Ruang pelayanan di Kantor BPJS Kesehatan Tanjungpinang, Rabu (30/10). F.Peri Irawan / Batam Pos

PRO PINANG – Penerapan kenaikan iuran Badan Penyelenggara Jaminan Sosial (BPJS) Kesehatan di Tanjungpinang masih menunggu surat resmi dari pusat.

Diketahui kenaikan diterapkan melalui Peraturan Presiden (Perpres) RI nomor 75 tahun 2019 perubahan atas Perpres nomor 82 tahun 2018 tentang jaminan kesehatan yang ditetapkan tanggal 24 Oktober 2019.

Berdasarkan Perpres Ditetapkan Iuran bagi peserta Pekerja Bukan Penerima Upah (PBPU) dan peserta Bukan Pekerja (BP) untuk kelas III sebesar Rp 42 ribu, untuk kelas II sebesar Rp 110 ribu dan Kelas I sebesar Rp 160 ribu.

Kepala BPJS Kesehatan cabang Tanjungpinang, Agung Utama mengatakan walaupun sudah Perpres tersebut, namun untuk pelaksanaan di Tanjungpinang masih menunggu surat resmi dari pusat dan sosialisasi kepada masyarakat di Tanjungpinang.

“Kalau baca sekilas memang sudah tau, tapi kita tetap menunggu surat resminya,”kata Agung, saat wawancara Batam Pos, Rabu (30/10).

Berdasarkan Perpres tersebut, Agung mengatakan ada yang mulai per 1 Agustus 2019 ada yang mulai per 1 Januari 2020.

Sedangkan untuk penerapan kenaikan iuran tersebut di Kota Tanjungpinang terlebih dahulu akan disosialisasikan kepada masyarakat  dan sebelumnya juga juga sudah pernah disampaikan akan ada kenaikan iuran tersebut kepada peserta BPJS Kesehatan.

“Sudah kita sampaikan, untuk implementasinya kita harus ikuti aturan Perpres tersebut,” ucapnya.

Dikatakan Agung, jika ada kebijakan apalagi Perpres tidak mungkin pihaknya tidak menerapkan itu harus diikuti, sebab pihaknya merupakan instasi yang ditunjuk untuk melaksanakan di daerah.

“Dari Perpres tersebut untuk PBI (penerima bantuan iuran) melalalui APBD berlaku sejak 1 Agustus 2019, dan untuk peserta selain itu berlakunya mulai 1 Januari 2020,” paparnya.

Ruang pelayanan di Kantor BPJS Kesehatan Tanjungpinang, Rabu (30/10). F.Peri Irawan / Batam Pos

Untuk proses sosialisasi kenaikan iuran itu akan disampaikan kepada peserta melalui forum-forum yang sudah dibentuk BPJS Kesehatan sebelumnya.

Setiap kebijakan baru yang muncul, Agung mengatakan akan banyak pro dan kontra dari masyarakat, padahal tujuan kenaikan itu adalah selain untuk peningkatan pelayanan juga untuk penyesuaian aktuaria.

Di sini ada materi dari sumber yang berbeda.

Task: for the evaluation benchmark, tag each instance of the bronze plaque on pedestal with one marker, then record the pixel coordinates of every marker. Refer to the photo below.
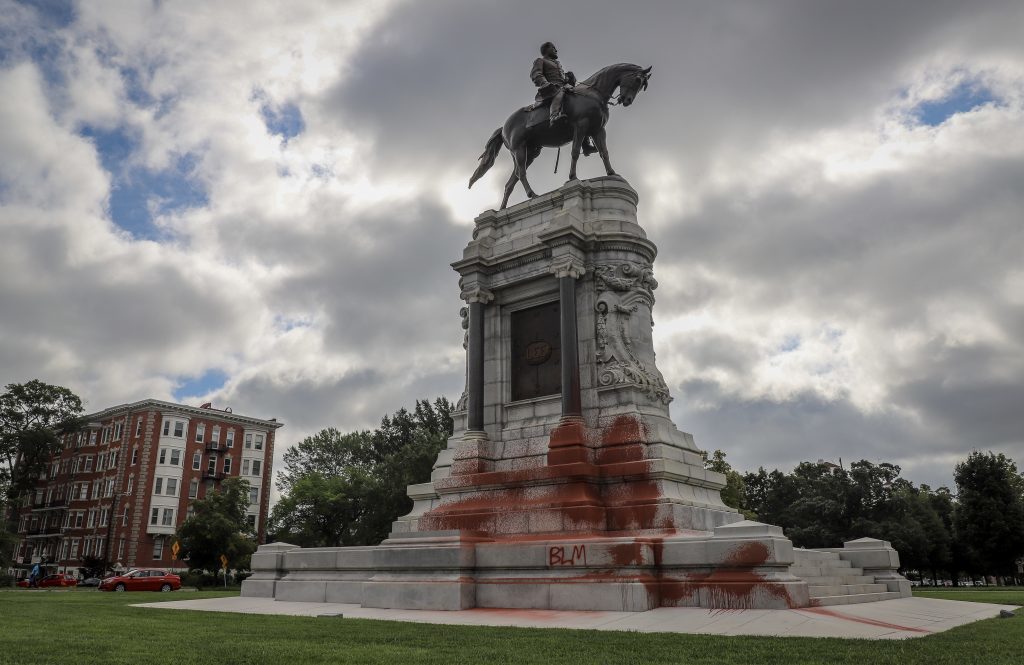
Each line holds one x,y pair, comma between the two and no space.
536,352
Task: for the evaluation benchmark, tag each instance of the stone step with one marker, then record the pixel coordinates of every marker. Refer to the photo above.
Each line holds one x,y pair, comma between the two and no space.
824,580
853,599
824,591
811,554
801,570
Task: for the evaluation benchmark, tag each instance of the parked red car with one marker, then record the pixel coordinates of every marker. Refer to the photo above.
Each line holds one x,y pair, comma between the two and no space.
57,579
147,579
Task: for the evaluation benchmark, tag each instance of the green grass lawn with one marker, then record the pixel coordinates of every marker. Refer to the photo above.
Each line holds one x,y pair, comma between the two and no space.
85,626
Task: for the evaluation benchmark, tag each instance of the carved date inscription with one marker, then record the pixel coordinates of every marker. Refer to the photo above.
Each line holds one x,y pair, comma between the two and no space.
560,555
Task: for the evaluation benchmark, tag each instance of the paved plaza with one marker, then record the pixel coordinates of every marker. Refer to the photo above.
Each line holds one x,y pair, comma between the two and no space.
897,619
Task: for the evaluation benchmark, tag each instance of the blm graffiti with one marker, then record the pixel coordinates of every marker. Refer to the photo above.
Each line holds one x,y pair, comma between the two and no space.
562,555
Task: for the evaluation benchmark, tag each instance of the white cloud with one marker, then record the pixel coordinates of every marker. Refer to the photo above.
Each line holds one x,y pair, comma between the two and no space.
825,261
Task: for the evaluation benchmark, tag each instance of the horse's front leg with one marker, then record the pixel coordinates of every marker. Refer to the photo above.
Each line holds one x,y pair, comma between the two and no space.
602,148
579,133
509,186
521,162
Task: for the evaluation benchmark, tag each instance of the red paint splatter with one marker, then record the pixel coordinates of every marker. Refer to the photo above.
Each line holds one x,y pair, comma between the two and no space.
863,620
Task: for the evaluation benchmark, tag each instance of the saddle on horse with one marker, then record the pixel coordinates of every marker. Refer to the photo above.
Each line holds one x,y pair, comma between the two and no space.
539,114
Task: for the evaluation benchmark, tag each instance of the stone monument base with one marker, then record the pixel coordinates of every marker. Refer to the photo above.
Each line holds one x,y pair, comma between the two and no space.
745,565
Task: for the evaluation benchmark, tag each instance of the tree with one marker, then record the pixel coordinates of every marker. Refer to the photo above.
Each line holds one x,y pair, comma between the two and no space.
989,518
33,416
217,527
734,491
341,489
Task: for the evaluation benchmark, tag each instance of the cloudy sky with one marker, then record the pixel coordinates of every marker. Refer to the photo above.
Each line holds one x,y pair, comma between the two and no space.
257,203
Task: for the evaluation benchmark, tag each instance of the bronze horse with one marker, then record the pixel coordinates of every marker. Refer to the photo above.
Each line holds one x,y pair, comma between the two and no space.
586,109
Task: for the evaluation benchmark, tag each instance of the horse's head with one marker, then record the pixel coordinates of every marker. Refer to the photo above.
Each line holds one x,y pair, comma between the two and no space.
631,85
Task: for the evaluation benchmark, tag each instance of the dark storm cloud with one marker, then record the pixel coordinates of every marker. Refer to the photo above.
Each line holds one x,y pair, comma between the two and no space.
807,427
382,278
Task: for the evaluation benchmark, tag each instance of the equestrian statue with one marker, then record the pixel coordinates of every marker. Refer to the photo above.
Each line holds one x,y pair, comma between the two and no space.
563,112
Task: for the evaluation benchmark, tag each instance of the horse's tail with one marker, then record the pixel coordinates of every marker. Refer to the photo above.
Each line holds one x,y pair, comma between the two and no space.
487,158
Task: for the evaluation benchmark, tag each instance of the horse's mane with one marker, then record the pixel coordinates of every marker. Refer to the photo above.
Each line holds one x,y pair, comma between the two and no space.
602,76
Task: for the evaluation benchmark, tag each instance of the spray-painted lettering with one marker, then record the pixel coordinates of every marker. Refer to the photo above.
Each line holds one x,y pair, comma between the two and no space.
577,556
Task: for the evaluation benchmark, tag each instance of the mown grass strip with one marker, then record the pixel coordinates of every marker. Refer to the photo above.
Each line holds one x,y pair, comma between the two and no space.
88,627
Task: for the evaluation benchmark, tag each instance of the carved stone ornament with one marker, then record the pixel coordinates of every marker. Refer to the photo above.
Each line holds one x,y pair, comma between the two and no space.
476,294
567,266
623,288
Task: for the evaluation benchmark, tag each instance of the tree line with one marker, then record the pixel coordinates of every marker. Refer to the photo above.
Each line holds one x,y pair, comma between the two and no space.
340,489
978,531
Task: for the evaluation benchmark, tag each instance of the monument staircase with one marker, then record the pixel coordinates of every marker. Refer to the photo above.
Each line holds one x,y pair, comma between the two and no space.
832,580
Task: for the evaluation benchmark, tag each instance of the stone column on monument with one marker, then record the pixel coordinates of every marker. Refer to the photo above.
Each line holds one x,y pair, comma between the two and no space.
567,440
472,455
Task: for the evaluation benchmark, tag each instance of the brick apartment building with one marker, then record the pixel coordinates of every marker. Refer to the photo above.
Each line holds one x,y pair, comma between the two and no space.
120,488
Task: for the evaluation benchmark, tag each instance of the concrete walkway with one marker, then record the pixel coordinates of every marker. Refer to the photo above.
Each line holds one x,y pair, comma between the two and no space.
896,619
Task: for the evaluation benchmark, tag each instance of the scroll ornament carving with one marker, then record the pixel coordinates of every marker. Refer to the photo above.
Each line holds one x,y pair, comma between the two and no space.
622,289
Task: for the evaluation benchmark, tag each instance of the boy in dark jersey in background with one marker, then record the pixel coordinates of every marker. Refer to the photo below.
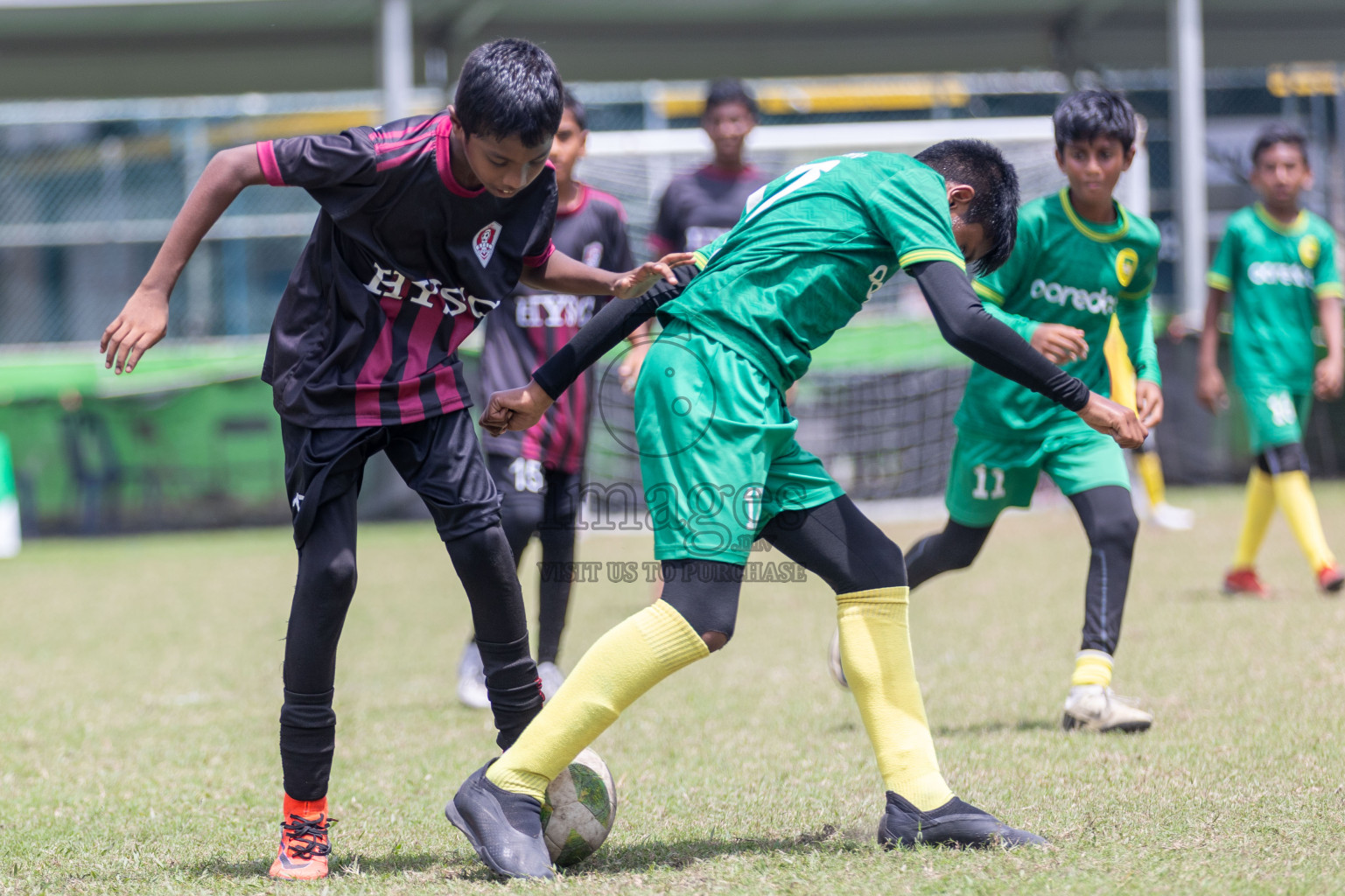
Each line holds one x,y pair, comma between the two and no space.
1278,264
701,205
538,472
425,225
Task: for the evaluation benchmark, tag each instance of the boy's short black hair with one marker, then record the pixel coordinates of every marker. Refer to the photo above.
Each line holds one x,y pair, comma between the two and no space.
510,88
1279,132
984,168
729,90
576,108
1095,113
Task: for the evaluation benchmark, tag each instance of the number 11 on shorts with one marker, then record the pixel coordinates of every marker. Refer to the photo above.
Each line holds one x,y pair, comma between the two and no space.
979,491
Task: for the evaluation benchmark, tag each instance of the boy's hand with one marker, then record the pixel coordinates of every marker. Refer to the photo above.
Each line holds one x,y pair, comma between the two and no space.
1211,390
635,283
1114,420
140,325
1149,401
1329,378
630,369
1059,343
515,410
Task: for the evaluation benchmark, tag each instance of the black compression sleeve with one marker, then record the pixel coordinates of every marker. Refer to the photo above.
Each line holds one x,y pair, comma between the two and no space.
618,320
991,343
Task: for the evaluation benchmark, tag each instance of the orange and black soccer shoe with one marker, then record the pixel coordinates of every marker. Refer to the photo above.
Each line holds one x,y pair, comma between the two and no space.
305,843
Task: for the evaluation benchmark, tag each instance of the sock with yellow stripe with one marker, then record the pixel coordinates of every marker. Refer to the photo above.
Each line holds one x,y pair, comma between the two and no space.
1260,506
1091,668
1150,468
621,665
879,668
1295,500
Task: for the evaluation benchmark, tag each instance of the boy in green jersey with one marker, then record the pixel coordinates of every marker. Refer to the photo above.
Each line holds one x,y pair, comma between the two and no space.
1080,257
721,466
1278,262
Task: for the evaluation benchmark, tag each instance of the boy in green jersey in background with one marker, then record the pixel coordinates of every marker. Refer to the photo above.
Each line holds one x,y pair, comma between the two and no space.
1080,257
1278,262
721,466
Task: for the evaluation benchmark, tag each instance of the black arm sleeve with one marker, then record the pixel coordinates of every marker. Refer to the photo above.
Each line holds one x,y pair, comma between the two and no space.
991,343
618,320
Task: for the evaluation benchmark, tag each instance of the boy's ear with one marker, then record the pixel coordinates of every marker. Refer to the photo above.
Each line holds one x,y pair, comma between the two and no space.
959,198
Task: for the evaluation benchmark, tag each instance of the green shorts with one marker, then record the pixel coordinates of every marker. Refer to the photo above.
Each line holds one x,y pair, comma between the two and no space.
717,450
1275,416
991,473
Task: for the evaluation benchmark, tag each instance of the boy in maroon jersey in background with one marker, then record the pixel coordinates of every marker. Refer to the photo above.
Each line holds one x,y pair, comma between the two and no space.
538,472
425,225
704,203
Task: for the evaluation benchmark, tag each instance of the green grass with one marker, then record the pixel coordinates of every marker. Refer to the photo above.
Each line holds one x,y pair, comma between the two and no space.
140,688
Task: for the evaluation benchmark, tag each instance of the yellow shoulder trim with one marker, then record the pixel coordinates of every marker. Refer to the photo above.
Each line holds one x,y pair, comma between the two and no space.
916,256
1082,227
986,292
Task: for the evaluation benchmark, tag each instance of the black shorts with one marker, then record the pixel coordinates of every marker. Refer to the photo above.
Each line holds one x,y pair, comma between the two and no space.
438,458
526,486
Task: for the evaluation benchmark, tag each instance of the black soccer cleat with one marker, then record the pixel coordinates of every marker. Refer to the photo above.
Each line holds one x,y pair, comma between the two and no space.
954,823
505,829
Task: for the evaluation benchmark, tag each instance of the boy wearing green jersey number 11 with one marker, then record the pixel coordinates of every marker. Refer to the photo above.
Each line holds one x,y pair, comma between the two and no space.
721,466
1278,262
1080,257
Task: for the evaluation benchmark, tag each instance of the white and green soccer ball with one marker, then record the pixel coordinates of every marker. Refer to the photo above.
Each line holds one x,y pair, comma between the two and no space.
580,810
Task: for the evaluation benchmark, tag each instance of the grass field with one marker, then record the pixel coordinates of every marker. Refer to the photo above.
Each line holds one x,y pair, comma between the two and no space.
140,689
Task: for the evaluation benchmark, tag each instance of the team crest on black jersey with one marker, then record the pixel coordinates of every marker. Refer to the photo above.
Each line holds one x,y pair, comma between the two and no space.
483,244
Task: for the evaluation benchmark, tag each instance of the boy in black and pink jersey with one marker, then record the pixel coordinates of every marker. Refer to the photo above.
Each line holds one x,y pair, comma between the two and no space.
701,205
538,472
425,225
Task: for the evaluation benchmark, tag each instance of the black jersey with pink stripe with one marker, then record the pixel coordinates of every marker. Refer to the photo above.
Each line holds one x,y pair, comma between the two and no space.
403,264
530,326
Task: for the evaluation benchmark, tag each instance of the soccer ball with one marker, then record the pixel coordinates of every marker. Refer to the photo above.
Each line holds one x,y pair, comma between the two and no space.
580,810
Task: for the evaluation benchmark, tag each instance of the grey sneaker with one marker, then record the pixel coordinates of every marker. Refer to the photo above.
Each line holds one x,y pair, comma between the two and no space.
551,678
1095,708
954,823
503,828
471,678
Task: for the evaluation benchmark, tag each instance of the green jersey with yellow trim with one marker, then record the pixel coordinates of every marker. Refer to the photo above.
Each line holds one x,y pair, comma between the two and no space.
1074,272
1275,273
807,253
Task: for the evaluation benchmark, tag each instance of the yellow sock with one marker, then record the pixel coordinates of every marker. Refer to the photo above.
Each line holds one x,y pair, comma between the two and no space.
621,665
1260,505
879,665
1295,500
1152,473
1091,668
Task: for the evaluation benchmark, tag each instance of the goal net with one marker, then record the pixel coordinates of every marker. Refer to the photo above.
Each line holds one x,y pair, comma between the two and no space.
877,404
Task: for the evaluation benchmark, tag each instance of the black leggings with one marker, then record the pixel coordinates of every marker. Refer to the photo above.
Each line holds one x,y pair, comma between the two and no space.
1110,522
322,596
834,541
553,517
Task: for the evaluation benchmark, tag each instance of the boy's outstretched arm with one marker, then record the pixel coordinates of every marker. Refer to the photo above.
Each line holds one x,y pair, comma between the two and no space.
144,319
966,326
1209,382
565,275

“Latarbelakang ┬ákenaikan juga sudah kita sampaikan kepada masyarakat secara terbuka,” ungkapnya.

Agung mengatakan yang akan merasakan dampak dari kenaikan itu sebenarnya pekerja dengan rentang gaji Rp 8-12 Juta, jika gajinya dibawah angka tersebut tidak akan terdampak.

“Juga dibutuhkan pengertian dari masyarakat dalam membayar BPJS, jangan hanya membayar saat sakit saja kemudian tidak membayar setelah sehat,”imbaunya.

Selamat Simarmata, warga Batu 8 Atas yang dijumpai Batam Pos di Kantor BPJS Kesehatan Tanjungpinang mengaku, tidak keberatan dengan kenaikan iuran BPJS tersebut dengan syarat pelayanan dari rumah sakit kepada peserta dan bukan beserta harus sama dan tidak dibeda-bedakan.

“Harus sama jangan sampai dibeda-bedakan,” ujarnya.

Selamat menyampaikan pengalamanya saat berobat ke salah satu rumah sakit di Tanjungpinang, karena dirinya peserta BPJS kesehatan, pelayanan yang ia dapatkan tidak sesuai harapan selalu diundur-undur oleh pihak rumah sakit.

“Hari senin saya disuruh datang. Senin saya datang kata petugas hari ini antrean sudah penuh, sementara warga lain yang tidak peserta BPJS mendapatkan pelayanan dengan baik, tidak ditunda-tunda,” ungkapnya. (cr2)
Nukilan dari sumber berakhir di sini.